Pour Sémou Pathé Guèye, «la raison, qui a été toujours alléguée par Me Wade, pour bannir Amath Dansokho du gouvernement, c’est que ce dernier ne pouvait pas être à l’intérieur du gouvernement et le critiquer vertement». Cette liberté d’expression des cocos, basée sur le principe selon lequel il fallait couper l’herbe sous les pieds de l’opposition, en posant les défaillances notées dans le gouvernement, ne cadrait pas avec la vision de Me Wade. Ainsi, à la veille du référendum, Amath Dansokho et Cie, ont été «broyés» par le maître à penser du pouvoir. Mais au fond, Me Wade est intolérant, incapable de supporter la critique», justifie le Professeur Sémou Pathé Guèye.Aussi, son parti garde-t-il encore le souvenir amer d’un compagnonnage brusquement balayé par la propension chez la constante libérale à décapiter sa vieille garde, comme le vent chasse les nuages sombres d’un ciel d’hivernage.

La Ld/Mpt : «Me Wade n’est ni noir ni blanc»

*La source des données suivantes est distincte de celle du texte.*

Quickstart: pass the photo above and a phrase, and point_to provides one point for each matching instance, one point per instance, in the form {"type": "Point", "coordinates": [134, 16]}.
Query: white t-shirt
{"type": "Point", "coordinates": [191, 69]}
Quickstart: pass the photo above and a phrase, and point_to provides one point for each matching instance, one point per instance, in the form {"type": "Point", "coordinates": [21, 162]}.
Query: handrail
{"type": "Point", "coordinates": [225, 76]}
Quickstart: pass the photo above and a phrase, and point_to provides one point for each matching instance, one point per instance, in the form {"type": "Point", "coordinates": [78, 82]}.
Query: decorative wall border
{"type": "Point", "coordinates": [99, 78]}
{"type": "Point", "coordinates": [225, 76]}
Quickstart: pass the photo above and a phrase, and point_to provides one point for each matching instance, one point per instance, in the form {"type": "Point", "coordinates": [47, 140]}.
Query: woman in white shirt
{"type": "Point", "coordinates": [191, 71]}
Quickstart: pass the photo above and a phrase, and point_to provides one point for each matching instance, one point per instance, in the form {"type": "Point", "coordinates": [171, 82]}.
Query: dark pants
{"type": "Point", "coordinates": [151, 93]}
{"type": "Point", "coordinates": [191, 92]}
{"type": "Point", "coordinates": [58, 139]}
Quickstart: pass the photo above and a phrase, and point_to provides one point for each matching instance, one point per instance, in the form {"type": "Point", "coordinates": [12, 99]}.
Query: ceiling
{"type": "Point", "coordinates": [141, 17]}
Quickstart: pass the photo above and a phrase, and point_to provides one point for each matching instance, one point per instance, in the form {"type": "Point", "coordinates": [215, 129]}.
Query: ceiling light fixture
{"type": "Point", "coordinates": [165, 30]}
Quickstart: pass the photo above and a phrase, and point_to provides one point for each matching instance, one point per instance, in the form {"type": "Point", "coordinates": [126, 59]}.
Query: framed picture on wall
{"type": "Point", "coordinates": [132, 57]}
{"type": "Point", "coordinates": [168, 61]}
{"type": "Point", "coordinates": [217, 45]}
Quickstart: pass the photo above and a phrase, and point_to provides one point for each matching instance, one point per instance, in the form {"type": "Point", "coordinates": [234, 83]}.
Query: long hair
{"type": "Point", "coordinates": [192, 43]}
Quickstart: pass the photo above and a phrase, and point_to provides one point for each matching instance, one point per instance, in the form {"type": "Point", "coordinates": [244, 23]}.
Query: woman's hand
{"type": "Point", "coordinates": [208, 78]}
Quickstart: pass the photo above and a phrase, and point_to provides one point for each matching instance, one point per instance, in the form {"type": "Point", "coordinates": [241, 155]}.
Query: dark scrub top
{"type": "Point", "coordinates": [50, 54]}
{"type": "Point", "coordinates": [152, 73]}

Selon le porte-parole de la Ld/Mpt, Nicolas Ndiaye, c’est dès la première année de son accession au pouvoir, que Me Wade a commencé à montrer les signes d’un allié insaisissable. «Quand il a décidé de gérer le pays d’une manière solitaire, contrairement à ce qui a été convenu dans le programme de la Ca 2000, qu’il avait lui-même préfacé, notre parti lui a rappelé ses engagements, mais en vain». Pis, renchérit-il, «lorsqu’il s’est agi de procéder à la répartition des ministères du premier gouvernement de l’alternance, Me Wade s’était accaparé des postes les plus importants. Il prétextait toujours de l’argument selon lequel il avait beaucoup d’idées sur tel ou tel portefeuille ministériel, et qu’il pensait le réservait à une tierce personne». Et, ajoute Nicolas Ndiaye : «Quand la série des élections avait été close en 2002, nous avions demandé au Président Wade (Ndlr : au cours de trois déjeuners entre la Cap 21, la Ld et Aj/Pads) de faire le bilan de l’alternance. Mais à la surprise générale, il est allé à Londres pour dire que Landing Savané et Abdoulaye Bathily ne faisaient plus partie de ses alliés. Mais son grand handicap, c’est que Me Wade ne souffre pas la contradiction. D’autant qu’il n’avait pas su digérer notre refus, quand il a demandé à la Ld de se fondre dans le Pds ».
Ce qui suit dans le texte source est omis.